Aku tak menjawabnya. Dan inilah alasannya mengapa sore ini aku mengunjungi kenangan yang telah terlupakan ini.
Jalan-jalan paving di tengah blok-blok toko itu telah ditumbuhi rumput-rumput liar yang kaku dan tak bisa dirumput bagi makanan ternak. Di ujung toko-toko onderdil yang berhadap-hadapan itu seharusnya ada warung bakso dan mie ayam bersebrangan dengan Barbershop Mas Joko. Keduanya kini telah tiada. Tersisa hanya bekas bangku-bangku hitam yang tebal oleh lumut dan jamur.
Terakhir kali yang kuingat tentang Mas Joko usianya sekitar 50 tahun. Meskipun sudah tua ia tetap saja muda, karena namanya Joko. Begitu kelakar kami ketika mampir ke tempatnya untuk sekedar memotong poni atau rambut yang tumbuh menutupi kuping.
Aku terus melangkah masuk ke dalam labirin emosi. Lebih jauh lagi hingga ujung blok yang seharusnya sebelum belokan itu, ujung dari blok toko ini, balai-balai tempat duduk bercengkrama dalam teduhan rerimbun pohon nangka ada di sana.
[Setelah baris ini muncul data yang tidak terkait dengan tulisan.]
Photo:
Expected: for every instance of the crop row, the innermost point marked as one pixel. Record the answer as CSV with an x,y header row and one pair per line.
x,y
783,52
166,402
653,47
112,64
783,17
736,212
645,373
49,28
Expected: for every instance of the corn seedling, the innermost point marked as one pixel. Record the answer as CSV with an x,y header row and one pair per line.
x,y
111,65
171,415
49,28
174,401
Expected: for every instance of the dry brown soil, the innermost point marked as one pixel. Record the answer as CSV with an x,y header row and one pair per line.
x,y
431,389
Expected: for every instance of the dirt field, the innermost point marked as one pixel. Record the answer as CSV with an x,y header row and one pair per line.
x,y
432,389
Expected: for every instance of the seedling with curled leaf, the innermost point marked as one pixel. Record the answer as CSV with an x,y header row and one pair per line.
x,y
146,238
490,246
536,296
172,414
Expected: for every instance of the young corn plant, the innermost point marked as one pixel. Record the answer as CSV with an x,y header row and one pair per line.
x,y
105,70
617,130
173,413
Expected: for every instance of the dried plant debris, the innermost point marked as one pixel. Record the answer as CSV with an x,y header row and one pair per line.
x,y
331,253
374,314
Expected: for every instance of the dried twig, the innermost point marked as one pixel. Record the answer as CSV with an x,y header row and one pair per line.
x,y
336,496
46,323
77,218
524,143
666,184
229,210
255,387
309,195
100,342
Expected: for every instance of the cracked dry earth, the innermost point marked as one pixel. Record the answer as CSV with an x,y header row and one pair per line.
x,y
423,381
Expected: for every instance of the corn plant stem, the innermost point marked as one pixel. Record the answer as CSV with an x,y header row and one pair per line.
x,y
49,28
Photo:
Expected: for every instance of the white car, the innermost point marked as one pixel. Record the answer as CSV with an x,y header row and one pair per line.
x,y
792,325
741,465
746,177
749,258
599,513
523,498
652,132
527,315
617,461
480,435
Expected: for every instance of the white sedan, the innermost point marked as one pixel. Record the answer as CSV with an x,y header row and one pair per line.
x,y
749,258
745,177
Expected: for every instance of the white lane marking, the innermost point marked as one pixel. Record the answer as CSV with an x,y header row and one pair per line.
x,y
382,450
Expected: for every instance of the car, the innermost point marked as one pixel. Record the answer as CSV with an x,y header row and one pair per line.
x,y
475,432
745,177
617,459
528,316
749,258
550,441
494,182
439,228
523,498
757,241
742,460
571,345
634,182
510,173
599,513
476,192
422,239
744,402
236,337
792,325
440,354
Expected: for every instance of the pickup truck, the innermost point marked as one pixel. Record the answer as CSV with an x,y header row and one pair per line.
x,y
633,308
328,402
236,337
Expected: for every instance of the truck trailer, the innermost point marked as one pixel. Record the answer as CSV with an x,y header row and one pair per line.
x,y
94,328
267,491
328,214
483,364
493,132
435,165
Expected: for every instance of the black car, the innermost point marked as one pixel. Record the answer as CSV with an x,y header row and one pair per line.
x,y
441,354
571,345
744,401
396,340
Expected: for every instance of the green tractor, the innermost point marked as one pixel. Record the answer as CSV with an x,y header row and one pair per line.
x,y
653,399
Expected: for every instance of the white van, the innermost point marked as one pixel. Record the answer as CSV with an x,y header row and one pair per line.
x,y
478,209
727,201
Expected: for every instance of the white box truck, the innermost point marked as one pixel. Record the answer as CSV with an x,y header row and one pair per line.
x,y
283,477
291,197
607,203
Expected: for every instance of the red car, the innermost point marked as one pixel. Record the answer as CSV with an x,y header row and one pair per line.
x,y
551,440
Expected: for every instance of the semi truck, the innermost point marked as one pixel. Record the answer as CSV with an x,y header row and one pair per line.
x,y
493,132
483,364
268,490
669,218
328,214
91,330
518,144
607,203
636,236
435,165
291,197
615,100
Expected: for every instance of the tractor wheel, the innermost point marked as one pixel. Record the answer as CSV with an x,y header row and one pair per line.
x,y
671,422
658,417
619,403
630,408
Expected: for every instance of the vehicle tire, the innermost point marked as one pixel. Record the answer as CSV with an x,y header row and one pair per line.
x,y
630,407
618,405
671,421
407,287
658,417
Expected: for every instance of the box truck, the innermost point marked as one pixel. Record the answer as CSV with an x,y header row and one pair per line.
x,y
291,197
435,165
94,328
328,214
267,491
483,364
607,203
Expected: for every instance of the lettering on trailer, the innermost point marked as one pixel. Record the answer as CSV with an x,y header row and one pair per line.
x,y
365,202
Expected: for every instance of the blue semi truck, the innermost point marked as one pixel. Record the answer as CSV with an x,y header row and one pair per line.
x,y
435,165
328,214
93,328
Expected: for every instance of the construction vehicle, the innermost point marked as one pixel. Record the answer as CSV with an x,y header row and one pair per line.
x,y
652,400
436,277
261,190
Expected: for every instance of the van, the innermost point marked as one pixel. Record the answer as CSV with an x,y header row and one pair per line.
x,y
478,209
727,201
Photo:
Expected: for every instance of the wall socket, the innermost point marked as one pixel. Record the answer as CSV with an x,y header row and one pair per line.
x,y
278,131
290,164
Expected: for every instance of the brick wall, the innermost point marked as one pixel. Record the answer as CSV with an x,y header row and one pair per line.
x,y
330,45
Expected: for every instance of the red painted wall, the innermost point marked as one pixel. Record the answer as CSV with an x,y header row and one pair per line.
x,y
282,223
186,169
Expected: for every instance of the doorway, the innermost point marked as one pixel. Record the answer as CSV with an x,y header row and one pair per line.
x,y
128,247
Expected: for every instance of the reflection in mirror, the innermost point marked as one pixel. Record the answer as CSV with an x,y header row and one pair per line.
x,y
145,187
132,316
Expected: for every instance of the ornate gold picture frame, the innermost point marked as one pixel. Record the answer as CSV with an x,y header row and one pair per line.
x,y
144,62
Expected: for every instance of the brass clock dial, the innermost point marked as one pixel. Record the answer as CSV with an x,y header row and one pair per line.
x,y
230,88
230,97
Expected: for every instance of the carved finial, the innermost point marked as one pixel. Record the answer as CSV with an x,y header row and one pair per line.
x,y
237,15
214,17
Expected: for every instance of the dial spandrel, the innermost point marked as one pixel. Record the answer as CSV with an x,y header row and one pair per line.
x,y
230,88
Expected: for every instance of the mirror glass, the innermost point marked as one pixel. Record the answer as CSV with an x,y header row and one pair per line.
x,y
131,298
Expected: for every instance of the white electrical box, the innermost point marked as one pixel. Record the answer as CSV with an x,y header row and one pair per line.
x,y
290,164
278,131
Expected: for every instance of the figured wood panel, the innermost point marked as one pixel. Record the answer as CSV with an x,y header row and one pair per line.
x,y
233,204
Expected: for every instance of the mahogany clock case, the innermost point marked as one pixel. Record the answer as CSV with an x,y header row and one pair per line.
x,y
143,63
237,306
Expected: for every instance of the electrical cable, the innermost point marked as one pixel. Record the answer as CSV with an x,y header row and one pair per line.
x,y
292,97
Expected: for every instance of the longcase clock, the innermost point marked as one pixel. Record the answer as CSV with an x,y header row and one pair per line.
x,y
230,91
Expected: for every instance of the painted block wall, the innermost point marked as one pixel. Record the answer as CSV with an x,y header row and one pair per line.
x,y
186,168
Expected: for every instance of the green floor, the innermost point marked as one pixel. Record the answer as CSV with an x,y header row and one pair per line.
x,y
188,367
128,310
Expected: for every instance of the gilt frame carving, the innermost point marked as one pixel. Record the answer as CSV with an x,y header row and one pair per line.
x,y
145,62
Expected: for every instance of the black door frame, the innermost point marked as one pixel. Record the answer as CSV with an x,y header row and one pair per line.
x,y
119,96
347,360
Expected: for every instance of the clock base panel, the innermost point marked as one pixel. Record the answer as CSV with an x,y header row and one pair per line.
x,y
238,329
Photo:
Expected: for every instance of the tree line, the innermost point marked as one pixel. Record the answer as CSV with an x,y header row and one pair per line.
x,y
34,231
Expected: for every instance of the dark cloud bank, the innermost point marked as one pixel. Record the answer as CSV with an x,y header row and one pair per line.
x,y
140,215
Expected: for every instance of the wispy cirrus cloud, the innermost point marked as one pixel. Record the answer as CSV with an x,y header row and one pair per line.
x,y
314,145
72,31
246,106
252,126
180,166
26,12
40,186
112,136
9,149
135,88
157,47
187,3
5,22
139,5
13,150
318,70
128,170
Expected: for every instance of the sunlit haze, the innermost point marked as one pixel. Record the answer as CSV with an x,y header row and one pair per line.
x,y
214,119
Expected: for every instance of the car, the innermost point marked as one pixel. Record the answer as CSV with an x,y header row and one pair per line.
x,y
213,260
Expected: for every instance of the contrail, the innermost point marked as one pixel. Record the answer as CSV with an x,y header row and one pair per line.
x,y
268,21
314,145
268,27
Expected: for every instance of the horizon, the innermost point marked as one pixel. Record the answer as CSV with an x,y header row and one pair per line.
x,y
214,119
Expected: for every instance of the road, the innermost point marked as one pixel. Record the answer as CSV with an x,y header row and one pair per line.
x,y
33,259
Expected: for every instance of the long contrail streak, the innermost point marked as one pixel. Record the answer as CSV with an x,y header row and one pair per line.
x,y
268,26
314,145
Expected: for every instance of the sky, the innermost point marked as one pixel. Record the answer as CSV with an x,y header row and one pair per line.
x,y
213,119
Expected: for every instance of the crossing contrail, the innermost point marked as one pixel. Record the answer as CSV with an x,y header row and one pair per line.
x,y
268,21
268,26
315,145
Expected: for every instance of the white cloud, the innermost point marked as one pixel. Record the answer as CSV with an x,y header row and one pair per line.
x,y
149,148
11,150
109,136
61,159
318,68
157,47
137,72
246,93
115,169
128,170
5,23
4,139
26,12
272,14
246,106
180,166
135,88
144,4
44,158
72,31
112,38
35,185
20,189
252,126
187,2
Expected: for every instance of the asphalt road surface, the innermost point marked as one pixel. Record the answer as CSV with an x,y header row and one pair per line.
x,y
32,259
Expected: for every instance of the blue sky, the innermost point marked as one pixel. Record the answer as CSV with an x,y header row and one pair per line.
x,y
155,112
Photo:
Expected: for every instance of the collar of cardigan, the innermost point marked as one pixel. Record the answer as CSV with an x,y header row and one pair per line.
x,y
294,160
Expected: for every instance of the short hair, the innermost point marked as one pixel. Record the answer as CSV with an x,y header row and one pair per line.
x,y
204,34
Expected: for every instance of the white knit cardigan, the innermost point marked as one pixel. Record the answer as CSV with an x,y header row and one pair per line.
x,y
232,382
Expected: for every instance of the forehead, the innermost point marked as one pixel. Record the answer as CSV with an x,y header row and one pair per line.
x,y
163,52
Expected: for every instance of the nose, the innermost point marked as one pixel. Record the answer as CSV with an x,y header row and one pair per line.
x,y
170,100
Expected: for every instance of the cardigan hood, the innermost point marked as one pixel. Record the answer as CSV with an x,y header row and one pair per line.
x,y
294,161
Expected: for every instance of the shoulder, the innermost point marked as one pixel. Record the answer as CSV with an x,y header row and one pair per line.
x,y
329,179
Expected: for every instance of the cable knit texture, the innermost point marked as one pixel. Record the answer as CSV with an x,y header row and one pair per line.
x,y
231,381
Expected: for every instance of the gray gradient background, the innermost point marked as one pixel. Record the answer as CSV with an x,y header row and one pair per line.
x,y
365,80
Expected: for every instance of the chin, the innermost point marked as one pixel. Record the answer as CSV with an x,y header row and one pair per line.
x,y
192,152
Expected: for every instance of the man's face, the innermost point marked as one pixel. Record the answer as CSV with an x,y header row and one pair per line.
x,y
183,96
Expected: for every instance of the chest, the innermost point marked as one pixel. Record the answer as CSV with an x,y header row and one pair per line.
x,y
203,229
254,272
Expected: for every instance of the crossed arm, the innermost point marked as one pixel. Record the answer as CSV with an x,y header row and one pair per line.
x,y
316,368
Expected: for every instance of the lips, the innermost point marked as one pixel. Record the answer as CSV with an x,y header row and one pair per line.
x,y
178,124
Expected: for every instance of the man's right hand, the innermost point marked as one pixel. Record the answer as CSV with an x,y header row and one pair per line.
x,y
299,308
Namun balai-balai itu telah rubuh. Bangku-bangku panjangnya telah menjadi bangkai makanan rayap yang telah putus asa.
Sampai se-sore itu aku pun belum membalas pertanyaan-balik mereka. Tapak-tapak kaki tak berhenti, melangkah kedalam tahun-tahun gelap yang terlupakan. Sore yang dingin dan berkabut menyelimuti keruhnya pikiran. Pandangan pun jatuh pada bekas lapangan voli dan basket. Lapangan yang terabaikan sedih dan tertinggalkan. Lantai-lantainya rusak terburai. Pasir-pasir pucat berserakan di pinggiran lubang-lubang di seluruh lapangan. Rumput dan lumut tumbuh menjalari dinding batasnya yang sunyi dan dingin. Di dasar-dasarnya penuh dengan sampah-sampah plastik berlumpur.
Aku terus melangkah ke arah terbenamnya matahari. Bola emas dari Hidrogen itu masih tak juga ku temui di sana. Seharusnya ia bersinar di atas lapangan sepakbola yang berbatasan dengan sawah-sawah petani. Lapangan tempat segala aneka kesenangan menyelimuti masa-masa remaja, tak kalah sedihnya dengan blok-blok toko dan lapangan basket dan voli itu. Rumput-rumput liar pucat dan tua sudah setinggi pinggang saja. Tengah-tengah lapangan di mana dulu aku beraksi menjadi gelandang nomor 6 itu juga telah berubah menjadi genangan air hujan.
Aku terus melangkah menyusuri tepian lapangan yang telah berubah menjadi saluran air yang dangkal dan masih juga tak kubalas pertanyaan semua teman, saudara dan kenalan perihal kabarku.